L’attachement à votre Bourgogne natale et la rencontre avec Andréa, ne sont-ce pas là les prémices de Green-Got ?

« Certains ont arrêté de prendre l’avion,
d’autres ont cessé de recourir à la voiture au profit du vélo. Ils savent que ça compte et qu’il y a un vrai impact. D’autres sont devenus végétariens, achètent local […]
On est très nombreux à faire des efforts au quotidien pour tenter de minimiser notre
empreinte sur l’environnement.

Problème, subsiste un geste dans notre quotidien qui annule tous les autres et qui émet davantage de CO2 que toutes les
initiatives combinées. Et bien c’est son argent à la banque. Aujourd’hui le
premier geste écolo, c’est changer de banque ! »
Maud Caillaux, lors
de son invitation au
TEDx de Grenoble École
de Management

Si, sans doute. Je suis vraiment très attachée à ma Bourgogne. Ma mère a vécu en Iran, et elle me raconte la chance que cela représente de vivre sur des terres aussi vertes et paisibles. Quand vous grandissez au milieu de la nature, des paysages de l’Auxois, vous avez forcément une enfance heureuse. C’était mon cas. Cet endroit dans lequel j’ai vécu doit rester comme il a toujours été. Problème, à l’échelle de ma courte existence, on ne va pas dans le bon sens. Au fil des années, j’observe des différences immenses. La sècheresse et donc des collines un peu moins vertes. De moins en moins d’hirondelles, et de neige à Noël… Le réchauffement climatique est l’affaire de tous, ma Bourgogne elle non plus n’est pas épargnée.

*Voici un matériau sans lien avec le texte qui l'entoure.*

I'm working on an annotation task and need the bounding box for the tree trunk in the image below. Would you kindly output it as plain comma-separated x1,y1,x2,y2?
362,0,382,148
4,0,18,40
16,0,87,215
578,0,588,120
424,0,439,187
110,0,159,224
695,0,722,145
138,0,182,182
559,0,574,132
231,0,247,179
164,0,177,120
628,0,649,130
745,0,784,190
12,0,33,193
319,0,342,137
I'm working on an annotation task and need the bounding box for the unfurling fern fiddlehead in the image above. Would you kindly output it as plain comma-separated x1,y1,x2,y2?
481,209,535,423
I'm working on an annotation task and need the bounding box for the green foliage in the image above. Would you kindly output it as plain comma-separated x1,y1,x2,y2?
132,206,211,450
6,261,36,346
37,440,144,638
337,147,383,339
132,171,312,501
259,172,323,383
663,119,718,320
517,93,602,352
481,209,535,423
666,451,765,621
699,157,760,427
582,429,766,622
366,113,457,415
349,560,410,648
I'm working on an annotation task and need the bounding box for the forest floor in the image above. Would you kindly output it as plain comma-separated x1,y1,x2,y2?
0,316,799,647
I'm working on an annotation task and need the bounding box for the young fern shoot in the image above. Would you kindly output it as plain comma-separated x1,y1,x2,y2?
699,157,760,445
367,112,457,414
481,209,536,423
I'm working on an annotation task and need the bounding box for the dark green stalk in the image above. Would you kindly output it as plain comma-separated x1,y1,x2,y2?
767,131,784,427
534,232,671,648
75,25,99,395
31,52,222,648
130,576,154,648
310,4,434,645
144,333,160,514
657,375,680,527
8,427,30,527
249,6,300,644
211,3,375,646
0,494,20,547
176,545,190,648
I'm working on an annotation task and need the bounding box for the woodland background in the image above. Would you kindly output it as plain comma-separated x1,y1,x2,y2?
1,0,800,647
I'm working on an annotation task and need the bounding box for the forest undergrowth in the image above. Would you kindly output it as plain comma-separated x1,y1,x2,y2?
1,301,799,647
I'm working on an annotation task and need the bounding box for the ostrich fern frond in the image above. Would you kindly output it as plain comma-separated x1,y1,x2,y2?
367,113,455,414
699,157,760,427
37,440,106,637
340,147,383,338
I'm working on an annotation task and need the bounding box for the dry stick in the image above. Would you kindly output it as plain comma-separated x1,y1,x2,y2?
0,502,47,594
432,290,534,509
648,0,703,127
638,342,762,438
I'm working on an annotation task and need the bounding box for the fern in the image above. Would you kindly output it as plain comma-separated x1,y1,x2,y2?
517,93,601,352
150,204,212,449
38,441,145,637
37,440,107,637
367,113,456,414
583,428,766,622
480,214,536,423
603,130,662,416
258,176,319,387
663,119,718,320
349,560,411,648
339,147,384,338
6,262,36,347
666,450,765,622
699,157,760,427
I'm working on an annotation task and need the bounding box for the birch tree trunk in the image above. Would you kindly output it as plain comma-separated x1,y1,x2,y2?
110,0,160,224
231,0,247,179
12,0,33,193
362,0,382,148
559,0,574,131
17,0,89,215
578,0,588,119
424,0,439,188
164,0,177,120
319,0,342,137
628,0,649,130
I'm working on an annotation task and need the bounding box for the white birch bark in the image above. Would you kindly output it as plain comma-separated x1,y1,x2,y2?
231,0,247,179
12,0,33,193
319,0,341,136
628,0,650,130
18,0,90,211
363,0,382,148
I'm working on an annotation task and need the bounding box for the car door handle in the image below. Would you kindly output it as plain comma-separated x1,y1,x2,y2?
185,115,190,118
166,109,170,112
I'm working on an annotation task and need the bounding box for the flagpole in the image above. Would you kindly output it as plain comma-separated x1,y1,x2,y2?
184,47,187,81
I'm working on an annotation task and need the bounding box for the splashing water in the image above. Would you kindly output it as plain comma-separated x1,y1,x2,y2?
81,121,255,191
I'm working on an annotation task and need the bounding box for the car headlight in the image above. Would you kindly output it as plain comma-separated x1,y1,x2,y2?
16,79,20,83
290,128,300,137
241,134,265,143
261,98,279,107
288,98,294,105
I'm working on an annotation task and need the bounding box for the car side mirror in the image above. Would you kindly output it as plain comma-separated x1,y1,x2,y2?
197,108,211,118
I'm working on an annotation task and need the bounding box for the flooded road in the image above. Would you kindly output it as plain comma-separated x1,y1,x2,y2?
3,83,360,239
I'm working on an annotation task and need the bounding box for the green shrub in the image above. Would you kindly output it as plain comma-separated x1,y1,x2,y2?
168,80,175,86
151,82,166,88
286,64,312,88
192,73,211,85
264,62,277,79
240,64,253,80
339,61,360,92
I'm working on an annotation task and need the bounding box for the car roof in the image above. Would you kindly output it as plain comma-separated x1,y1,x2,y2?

Andréa (Ganovelli, ndlr), je l’ai rencontré à New York. Lorsque j’y travaillais pour le compte d’une banque, plus traditionnelle. On se demandait sans cesse : les rapports sur le réchauffement climatique se succèdent pour aboutir aux mêmes conclusions. Et les banques continuent de financer les projets fossiles, étonnant, est-ce si grave que cela donc ? Bien sûr que c’est grave. J’ai pris une claque écologique à l’écoute d’un discours d’Aurélien Barrau (astrophysicien et lanceur d’alerte écolo, ndlr) qui rappelait qu’il n’y avait qu’une différence de 6 degrés entre aujourd’hui et la dernière ère glaciaire il y a 20 000 ans, j’ai mis cela en perspective avec les +2, +3 et même +4 degrés que nous annoncent les scientifiques, et j’ai compris que sans action concrète, tout allait changer…

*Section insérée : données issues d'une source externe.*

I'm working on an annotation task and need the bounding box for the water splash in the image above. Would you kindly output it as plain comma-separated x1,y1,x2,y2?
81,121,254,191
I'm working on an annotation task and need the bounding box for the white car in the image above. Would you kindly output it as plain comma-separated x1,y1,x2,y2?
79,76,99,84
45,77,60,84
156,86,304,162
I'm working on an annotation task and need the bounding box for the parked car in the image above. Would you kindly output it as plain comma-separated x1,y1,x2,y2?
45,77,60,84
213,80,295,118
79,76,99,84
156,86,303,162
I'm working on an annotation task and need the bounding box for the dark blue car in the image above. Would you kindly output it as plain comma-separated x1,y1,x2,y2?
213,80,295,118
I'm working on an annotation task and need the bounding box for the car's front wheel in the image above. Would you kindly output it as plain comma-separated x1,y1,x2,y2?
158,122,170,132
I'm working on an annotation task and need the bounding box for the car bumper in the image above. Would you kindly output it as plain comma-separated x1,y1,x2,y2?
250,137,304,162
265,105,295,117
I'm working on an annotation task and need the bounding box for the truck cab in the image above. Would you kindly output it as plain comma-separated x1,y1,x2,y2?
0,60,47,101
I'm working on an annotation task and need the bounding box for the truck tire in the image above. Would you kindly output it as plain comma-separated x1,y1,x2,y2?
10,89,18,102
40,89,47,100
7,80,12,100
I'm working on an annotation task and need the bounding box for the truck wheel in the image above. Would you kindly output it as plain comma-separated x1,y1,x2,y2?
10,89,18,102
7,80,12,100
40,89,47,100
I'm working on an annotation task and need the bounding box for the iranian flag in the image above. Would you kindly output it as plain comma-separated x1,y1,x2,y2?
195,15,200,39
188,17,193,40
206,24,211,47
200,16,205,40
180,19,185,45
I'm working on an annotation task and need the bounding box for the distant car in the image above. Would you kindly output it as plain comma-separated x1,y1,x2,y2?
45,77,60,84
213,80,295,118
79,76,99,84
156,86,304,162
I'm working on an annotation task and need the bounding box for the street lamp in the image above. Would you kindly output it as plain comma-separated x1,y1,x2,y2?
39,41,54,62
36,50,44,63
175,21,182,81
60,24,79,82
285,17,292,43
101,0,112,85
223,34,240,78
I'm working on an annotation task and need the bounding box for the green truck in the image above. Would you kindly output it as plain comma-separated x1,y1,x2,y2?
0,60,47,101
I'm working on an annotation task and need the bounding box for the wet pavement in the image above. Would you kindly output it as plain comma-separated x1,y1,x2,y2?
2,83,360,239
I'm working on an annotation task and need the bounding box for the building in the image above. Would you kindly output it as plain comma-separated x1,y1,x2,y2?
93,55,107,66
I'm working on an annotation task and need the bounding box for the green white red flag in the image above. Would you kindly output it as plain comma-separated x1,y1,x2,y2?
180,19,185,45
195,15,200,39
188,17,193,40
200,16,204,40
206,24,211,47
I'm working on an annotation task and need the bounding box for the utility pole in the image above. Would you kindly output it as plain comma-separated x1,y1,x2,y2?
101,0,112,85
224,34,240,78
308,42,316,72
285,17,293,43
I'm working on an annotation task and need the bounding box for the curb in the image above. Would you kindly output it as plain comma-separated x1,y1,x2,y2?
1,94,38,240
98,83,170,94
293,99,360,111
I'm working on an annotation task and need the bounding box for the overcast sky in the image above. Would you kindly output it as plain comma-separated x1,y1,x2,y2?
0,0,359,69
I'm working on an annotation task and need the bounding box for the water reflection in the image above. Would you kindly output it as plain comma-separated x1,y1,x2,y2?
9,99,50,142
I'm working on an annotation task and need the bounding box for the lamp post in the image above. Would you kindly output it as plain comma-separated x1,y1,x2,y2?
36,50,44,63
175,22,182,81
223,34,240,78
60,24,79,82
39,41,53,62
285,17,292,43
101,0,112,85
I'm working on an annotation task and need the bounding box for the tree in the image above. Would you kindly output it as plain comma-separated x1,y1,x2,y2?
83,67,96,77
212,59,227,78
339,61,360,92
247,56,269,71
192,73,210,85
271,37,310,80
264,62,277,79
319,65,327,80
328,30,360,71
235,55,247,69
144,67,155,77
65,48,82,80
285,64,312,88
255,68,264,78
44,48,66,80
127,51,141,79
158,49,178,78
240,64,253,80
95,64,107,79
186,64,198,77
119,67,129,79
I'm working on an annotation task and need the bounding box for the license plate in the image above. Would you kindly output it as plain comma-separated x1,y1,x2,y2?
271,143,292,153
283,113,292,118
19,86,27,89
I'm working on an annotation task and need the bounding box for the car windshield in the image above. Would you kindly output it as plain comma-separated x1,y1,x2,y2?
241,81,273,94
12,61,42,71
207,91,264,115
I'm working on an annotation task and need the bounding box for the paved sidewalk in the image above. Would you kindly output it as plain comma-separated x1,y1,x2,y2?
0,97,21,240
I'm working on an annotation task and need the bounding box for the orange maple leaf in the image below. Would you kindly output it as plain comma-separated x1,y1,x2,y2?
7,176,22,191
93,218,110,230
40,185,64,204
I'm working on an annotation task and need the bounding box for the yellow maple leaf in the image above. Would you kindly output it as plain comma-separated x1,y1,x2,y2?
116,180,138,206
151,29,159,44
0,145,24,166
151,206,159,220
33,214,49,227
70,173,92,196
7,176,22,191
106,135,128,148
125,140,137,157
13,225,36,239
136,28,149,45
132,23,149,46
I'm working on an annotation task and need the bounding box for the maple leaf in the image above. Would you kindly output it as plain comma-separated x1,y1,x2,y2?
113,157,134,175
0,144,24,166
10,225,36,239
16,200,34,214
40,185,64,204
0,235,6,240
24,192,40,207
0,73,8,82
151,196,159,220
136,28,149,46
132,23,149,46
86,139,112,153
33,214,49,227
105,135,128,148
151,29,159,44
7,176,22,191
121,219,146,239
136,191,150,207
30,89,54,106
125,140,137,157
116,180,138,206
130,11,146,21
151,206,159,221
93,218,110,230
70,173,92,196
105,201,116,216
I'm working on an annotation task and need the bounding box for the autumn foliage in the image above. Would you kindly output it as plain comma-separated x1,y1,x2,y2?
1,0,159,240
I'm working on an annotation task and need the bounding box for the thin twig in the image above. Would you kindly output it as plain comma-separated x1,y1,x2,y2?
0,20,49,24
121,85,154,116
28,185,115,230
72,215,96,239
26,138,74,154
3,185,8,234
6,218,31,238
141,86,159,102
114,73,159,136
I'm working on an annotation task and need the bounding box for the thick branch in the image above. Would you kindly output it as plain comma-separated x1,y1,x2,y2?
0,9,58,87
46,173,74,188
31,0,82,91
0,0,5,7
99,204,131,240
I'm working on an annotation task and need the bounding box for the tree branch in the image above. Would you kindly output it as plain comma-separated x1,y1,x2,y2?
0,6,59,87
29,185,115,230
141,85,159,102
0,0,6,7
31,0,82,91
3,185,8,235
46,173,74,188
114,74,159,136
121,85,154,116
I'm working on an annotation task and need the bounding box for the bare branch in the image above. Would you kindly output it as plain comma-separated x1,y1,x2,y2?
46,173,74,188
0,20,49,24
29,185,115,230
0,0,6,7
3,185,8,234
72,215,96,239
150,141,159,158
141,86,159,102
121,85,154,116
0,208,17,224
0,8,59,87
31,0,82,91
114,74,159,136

Green-Got, concrètement, comment cela fonctionne ?

Pourquoi
Green-Got ?
« Lingot » en
anglais se dit
« ingot » et en
association avec
l’aspect vert de
la banque, le nom
se transforme
alors en « lingot
vert ». Rien avoir
avec Gringotts
dans la célèbre
saga Harry
Potter donc ?

C’est très simple, comme vous pouvez le savoir, l’argent que vous déposez sur un compte bancaire, en réalité, ne dort jamais. Il sert à votre banque à financer des projets fossiles, qui participent à réchauffer notre planète. Contrairement à Green-Got qui ne finance que des projets à impact positif : comme la lutte contre la déforestation en Amazonie, la dépollution des océans ou encore la défense de l’agroforesterie.

On nous dit souvent qu’il faut réduire sa consommation de viande, ne plus voyager en avion et un tas d’autres initiatives liées à la préservation de l’environnement… or laisser 25 000 euros dormir sur un compte dans l’une des quatre grandes banques françaises équivaut à 12 tonnes de CO2 rejetées par an. Oui, quand on remonte le fil d’Ariane, la lutte contre le réchauffement climatique passe avant tout par un changement radical de la finance. Mais ce chiffre-là, que je viens de mentionner, les Français ne l’ont pas en tête. Encore aujourd’hui, hélas, l’argent sert à financer des choses qui ne sont plus à la page. On nous voyait comme des hippies au départ, mais ça change, les grandes banques sont bel et bien obligées de rendre des comptes sur leurs financements et c’est tant mieux. Espérons qu’elles n’en restent pas au volet communication mais que les actes suivent.

Maud caillaux carte

Quel est votre coeur de cible ?

Les personnes qui nous rejoignent ont la plupart du temps entre 30 et 40 ans. Bien sûr, une banque 100 % en ligne peut effrayer les plus âgés, même si notre service client reste joignable 7 jours sur 7, ils ont leurs habitudes et c’est difficile de les bousculer. Nous avons franchi le cap des 12 000 clients. Pour ceux que l’on accueille, soit ils abandonnent complètement leur compte courant qu’ils avaient ouvert au sein d’un établissement bancaire classique, soit ils ouvrent un compte chez nous tout en gardant l’ancien pour opérer la transition plus en douceur. À Green-Got aujourd’hui, nous comptons 35 collaborateurs.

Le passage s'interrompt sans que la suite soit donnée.